Pourtant, il est agréable pour un auteur que l’on se souvienne de ses œuvres. Et utiles pour un lecteur/spectateur d’avoir des choses qui ont quelque chose de significatif à dire à propos de nos expériences humaines.

Les récits de fiction ont cela de magique qu’ils permettent de tirer de la signification d’événements apparemment inutiles et douloureux.

Un lien thématique

problèmeIn the air de Jason Reitman et Sheldon Turner, d’après un roman de Walter Kirn est un bon exemple (que l’on peut recopier et reprendre à son compte sans faire de plagiat) où le problème personnel du personnage principal se confond avec celui qui affectent tous les personnages de l’histoire.
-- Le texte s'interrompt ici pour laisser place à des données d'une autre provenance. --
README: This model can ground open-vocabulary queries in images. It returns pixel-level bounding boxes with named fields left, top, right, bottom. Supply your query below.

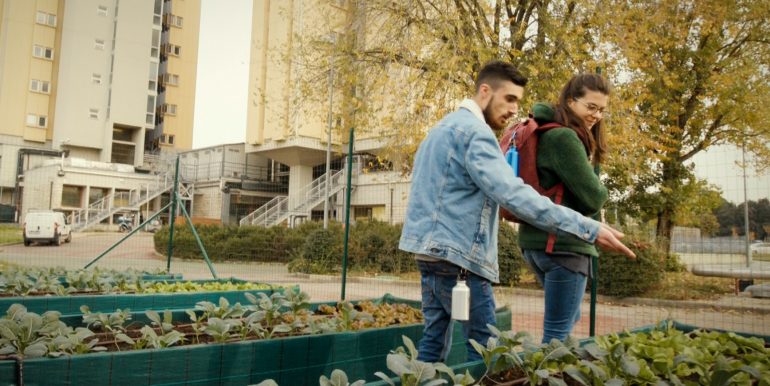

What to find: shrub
left=497, top=221, right=526, bottom=286
left=597, top=234, right=666, bottom=297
Cela permet au lecteur de faire l’expérience de ce problème (des conséquences possibles de ce problème) à la fois objectivement par un point de vue extérieur, surplombant les événements et subjectivement par le point de vue, par la voix du personnage principal.

Cela permettrait au lecteur de trouver plus de significations aux choses qu’il ne peut en obtenir dans la vie réelle. Dans In the Air, Ryan est un spécialiste du licenciement (c’est le Story Goal, le licenciement est alors le problème de tout un chacun).

Mais un jour, une jeune femme très ambitieuse, Natalie, parvient à trouver une solution plus rentable pour la compagnie qui emploie Ryan et qui mettrait un terme (c’est une métaphore du licenciement) aux voyages qu’affectionne tant Ryan.

On a un Story Goal qui concerne tous les personnages (y compris donc le personnage principal).
Celui-ci est néanmoins affublé d’un problème personnel. Ryan applique dans sa vie privée la même logique qu’il emploie pour réduire les coûts salariaux des entreprises.

Il ne s’en rendra compte qu’au moment du climax (juste avant le dénouement), mais cette économie affective de voyager léger en quelque sorte sur le plan émotionnel, de se fondre dans les exigences de la société en oubliant son individualité et ses passions, à terme, cela peut mener à des problèmes.

Au début de l’histoire, Ryan ne s’en rend pas compte. Pour lui et à ce moment, tout va très bien.